Sen. Carrión Calls on Administration to Assist Displaced Refinery Workers; Urges VIDOL to Expand Its Rapid Response Team

St. Croix, U.S. Virgin Islands – With hundreds of job vacancies in the Virgin Islands Government, Senator Samuel Carrión is calling for an organized effort to assist displaced workers, following Monday’s announcement that Limetree Bay Terminals’ refining operations will be shut  down indefinitely due to extreme financial constraints. The Senator also made note of the many  

major disaster recovery construction projects soon to be underway within the Territory.   

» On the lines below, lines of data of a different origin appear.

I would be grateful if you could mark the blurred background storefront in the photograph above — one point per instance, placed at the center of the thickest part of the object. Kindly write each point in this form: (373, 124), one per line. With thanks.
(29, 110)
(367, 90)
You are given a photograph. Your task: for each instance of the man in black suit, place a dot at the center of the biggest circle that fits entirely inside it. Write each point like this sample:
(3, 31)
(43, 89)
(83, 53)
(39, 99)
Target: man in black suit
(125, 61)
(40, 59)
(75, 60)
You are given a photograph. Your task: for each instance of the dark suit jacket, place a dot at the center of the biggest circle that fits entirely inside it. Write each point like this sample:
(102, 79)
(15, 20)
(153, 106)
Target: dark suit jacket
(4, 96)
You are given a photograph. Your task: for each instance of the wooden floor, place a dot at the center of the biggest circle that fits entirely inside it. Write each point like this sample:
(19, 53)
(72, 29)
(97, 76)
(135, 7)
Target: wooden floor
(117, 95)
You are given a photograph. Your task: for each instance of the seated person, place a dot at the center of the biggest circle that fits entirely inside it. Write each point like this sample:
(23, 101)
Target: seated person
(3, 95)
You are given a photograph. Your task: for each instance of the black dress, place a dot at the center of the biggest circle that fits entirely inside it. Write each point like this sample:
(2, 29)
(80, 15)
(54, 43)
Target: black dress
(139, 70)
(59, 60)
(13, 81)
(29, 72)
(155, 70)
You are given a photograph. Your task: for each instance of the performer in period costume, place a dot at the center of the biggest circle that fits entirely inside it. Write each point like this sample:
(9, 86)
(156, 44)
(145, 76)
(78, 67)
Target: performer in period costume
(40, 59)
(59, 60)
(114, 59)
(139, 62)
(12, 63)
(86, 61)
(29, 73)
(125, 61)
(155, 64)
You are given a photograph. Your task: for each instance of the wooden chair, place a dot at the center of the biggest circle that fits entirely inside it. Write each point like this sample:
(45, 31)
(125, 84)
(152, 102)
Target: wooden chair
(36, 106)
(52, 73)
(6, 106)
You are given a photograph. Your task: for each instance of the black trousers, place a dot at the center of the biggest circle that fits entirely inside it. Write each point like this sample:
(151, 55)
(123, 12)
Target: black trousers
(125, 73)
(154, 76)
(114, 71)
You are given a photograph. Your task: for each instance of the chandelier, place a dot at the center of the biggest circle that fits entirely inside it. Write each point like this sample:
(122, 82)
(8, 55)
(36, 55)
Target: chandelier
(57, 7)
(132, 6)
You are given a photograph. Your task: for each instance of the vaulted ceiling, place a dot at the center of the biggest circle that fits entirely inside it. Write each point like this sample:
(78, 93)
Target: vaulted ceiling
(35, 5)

“I am requesting that the Bryan/Roach Administration host a job fair exclusively for the Virgin  Islanders impacted- directly and indirectly- by the refinery shutdown and expand the Department  of Labor’s (VIDOL) Rapid Response Team,” Senator Carrión said. “Every government agency  that has come before the Committee on Finance has expressed the challenges they are experiencing  in recruiting and filling these vacancies. I am asking that our Division of Personnel (DOP) and  VIDOL get to work immediately on matching some of these displaced workers with available  government jobs, including within our semiautonomous agencies. There are also specific federal  grants that VIDOL can apply to for additional support.” 

The Senator is also asking that some of the Territory’s construction companies also participate in  the proposed job fair, given the multitude of major projects now on the horizon.  

“The Government likely cannot absorb all the displaced workers, given the specialized skills  required for certain positions, but securing stable employment for as many as half of the displaced  workforce is a realistic goal,” Senator Carrión said. 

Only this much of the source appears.